Para isso principiou a amimar-me o filho, para isso prestou-lhe serviços com sinais de desinteresse, para isso o levou por sua casa e lhe meteu à cara a filha, e enfim, para assegurar ainda melhor os seus projectos, sabendo da predileção que eu mostrava pela rapariga, trouxe-ma para casa, porque, velho e doente como me via, conjecturou que bem podia ser deixar-me de tal maneira prender por ela, que não opusesse obstáculos aos seus projectos. Ora aqui está o que V. Ex.ª pensou. Negue-o, se é capaz.
D. Luís não ousou negar.
- Muito bem, fidalgo. O tempo é pouco, como disse, e por isso eu vou já direito ao meu fim. Eu logo vi que deviam ser estes os pensamentos de V. Ex.ª, porque, ainda quando as aparências eram menos contra mim do que desta vez, V. Ex.ª costumava sempre fazer a meu respeito suposições tão boas como esta. Por isso não pude sofrer a ideia de conservar nem mais uma hora minha filha nesta casa. Vim e vim à carreira para a levar comigo. Procurava dar um pretexto qualquer a esta retirada, mas foi desnecessário, porque logo vi às primeiras palavras de V. Ex.ª que já chegara tarde para remediar o mal que previra. Muito bem, nesse caso resta-me pouco a fazer para descargo da minha consciência e depois retiro-me.
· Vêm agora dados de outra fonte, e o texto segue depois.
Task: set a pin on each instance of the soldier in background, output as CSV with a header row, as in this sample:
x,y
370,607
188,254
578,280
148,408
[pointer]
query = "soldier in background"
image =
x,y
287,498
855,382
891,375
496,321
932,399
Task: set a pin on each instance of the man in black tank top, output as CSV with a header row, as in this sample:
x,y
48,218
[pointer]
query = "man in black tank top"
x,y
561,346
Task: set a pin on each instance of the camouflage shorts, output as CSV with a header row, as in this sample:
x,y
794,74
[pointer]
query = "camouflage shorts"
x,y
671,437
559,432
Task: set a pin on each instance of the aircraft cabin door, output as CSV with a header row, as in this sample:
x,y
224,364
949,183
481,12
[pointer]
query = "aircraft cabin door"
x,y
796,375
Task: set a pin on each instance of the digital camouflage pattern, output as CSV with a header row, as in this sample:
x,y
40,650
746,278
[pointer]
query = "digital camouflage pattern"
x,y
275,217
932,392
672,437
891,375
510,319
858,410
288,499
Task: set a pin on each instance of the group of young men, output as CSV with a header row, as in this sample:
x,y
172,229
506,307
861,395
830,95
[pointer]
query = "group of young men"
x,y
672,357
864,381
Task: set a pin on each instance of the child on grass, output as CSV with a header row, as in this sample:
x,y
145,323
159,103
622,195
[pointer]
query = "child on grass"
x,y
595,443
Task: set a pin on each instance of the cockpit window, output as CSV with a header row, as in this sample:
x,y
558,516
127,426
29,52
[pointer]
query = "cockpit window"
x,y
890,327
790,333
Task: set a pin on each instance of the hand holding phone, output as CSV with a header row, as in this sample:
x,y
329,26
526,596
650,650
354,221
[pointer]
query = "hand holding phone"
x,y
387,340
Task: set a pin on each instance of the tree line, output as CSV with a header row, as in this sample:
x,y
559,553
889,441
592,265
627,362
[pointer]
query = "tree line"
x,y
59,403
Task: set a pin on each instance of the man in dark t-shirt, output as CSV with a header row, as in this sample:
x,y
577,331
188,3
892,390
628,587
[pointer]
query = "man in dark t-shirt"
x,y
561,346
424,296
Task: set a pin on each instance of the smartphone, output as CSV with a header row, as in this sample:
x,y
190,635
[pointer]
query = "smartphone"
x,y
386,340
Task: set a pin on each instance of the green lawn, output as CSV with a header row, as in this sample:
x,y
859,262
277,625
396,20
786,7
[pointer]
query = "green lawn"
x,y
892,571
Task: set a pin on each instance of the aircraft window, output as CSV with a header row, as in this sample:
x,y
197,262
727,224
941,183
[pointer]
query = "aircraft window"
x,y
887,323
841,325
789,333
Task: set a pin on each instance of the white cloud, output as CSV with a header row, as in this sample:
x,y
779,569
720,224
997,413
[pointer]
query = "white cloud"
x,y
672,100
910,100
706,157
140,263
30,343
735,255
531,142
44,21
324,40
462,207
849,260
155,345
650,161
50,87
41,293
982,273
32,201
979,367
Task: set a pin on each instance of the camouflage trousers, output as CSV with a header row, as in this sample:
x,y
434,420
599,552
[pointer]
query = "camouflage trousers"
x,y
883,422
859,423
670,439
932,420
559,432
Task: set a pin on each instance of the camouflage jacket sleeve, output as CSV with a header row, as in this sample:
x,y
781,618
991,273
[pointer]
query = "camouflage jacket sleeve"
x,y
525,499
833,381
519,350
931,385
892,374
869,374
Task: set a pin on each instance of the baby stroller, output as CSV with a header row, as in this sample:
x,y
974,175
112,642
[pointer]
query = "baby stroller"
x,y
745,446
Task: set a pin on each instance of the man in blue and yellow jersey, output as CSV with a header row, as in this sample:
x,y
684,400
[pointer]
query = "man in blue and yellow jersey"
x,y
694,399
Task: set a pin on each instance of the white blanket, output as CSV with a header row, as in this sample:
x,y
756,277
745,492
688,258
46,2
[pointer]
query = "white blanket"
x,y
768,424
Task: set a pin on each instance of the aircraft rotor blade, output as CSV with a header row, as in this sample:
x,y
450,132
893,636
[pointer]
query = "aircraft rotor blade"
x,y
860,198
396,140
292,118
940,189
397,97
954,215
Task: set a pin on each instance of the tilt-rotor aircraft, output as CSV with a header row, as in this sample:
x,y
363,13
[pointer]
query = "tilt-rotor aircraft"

Tomé passou a mão pela fronte, que tinha inundada de suor. Na voz como no semblante eram evidentes os sinais da sua excessiva comoção.
D. Luís, que ouvira conservando os olhos fitos no tapete do pavimento, sentiu-se involuntariamente obrigado a levantá-los naquele momento para os fitar na fisionomia do homem que tinha diante de si e que a seu pesar o impressionava.
- Fidalgo - prosseguiu Tomé, depois desta breve pausa - juro-lhe que nunca percebi estas afeições entre minha filha e o Sr. Jorge, juro-lhe que nunca pensei em que elas pudessem dar-se.